During this time, Brent continued to receive treatment for his ascites, and mentioned how much he enjoyed Hennepin Healthcare’s Interventional Radiology (IR) team, who were tasked with removing fluid every 10 days from his abdomen and his left lung cavity so he could breathe properly. Brent loves to make people laugh, and shared that at one time, the levity in IR lab due to his joking forced a brief pause so team members could collect themselves.
“The amount of laughing that me and all the staff in IR did – that’s also one of the reasons I stayed alive. In fact, my mom would often accompany me to these appointments, and she told me I had to stop talking so much. We agreed on a secret word for her to warn me when I was getting too chatty: Muskrat.”
While living at the home of his parents, abstaining from alcohol, and complying with his care plan, Brent got on the transplant list and eleven months later received the call that he had a liver and had to get to the hospital within 30 minutes. He made it – that was on March 23, 2022.
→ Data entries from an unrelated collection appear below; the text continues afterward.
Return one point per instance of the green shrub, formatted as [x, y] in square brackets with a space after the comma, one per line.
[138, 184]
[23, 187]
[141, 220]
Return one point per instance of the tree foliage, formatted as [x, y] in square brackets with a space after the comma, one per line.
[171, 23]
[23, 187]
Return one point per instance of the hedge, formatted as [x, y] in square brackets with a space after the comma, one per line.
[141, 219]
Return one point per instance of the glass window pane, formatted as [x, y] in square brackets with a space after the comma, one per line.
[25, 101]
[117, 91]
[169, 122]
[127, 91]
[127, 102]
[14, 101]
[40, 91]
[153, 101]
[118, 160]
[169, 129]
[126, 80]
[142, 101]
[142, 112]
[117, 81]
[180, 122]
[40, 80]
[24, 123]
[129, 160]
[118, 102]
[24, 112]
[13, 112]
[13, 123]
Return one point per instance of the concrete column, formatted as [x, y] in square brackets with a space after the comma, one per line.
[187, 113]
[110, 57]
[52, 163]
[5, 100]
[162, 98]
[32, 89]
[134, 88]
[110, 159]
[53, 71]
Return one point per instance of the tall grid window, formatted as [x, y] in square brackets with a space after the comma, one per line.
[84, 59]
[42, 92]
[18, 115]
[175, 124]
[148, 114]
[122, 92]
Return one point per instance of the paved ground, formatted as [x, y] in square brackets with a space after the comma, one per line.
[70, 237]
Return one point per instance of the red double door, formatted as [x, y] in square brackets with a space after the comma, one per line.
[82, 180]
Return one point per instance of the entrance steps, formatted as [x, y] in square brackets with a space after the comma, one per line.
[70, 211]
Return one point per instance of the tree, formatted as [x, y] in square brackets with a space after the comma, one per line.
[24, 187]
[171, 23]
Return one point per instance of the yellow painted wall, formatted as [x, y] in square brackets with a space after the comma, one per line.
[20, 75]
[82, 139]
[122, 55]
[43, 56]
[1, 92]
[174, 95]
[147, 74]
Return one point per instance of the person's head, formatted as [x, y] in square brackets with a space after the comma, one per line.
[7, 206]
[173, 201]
“Since getting a new liver I feel great – amazing – with no pain. And every lab that’s come back so far has been perfect,” he said.
Now busy preparing to open a residential electrical contracting company in St. Paul, Brent is making time to share his remarkable story so others know that they, too, can overcome alcohol addiction. He had no idea what he was doing to himself when he was drinking – and wants to warn about the damage it can cause to internal organs.
“Alcohol abuse can destroy your body in more ways than one, and I want others to know before it’s too late.”
He recently visited Dr. Wert in the CCC, “Because she saved my life.” But adds that he is grateful to the many teams at Hennepin Healthcare who recognized the help he needed, took great care of him, and surrounded him with encouragement to overcome his addiction.
“A nursing assistant caring for me while I was hospitalized would say to me: ‘You will never drink again.’ She was right. She was just one of the multiple staff members in multiple divisions and areas at HCMC who one hundred percent completely saved my life.”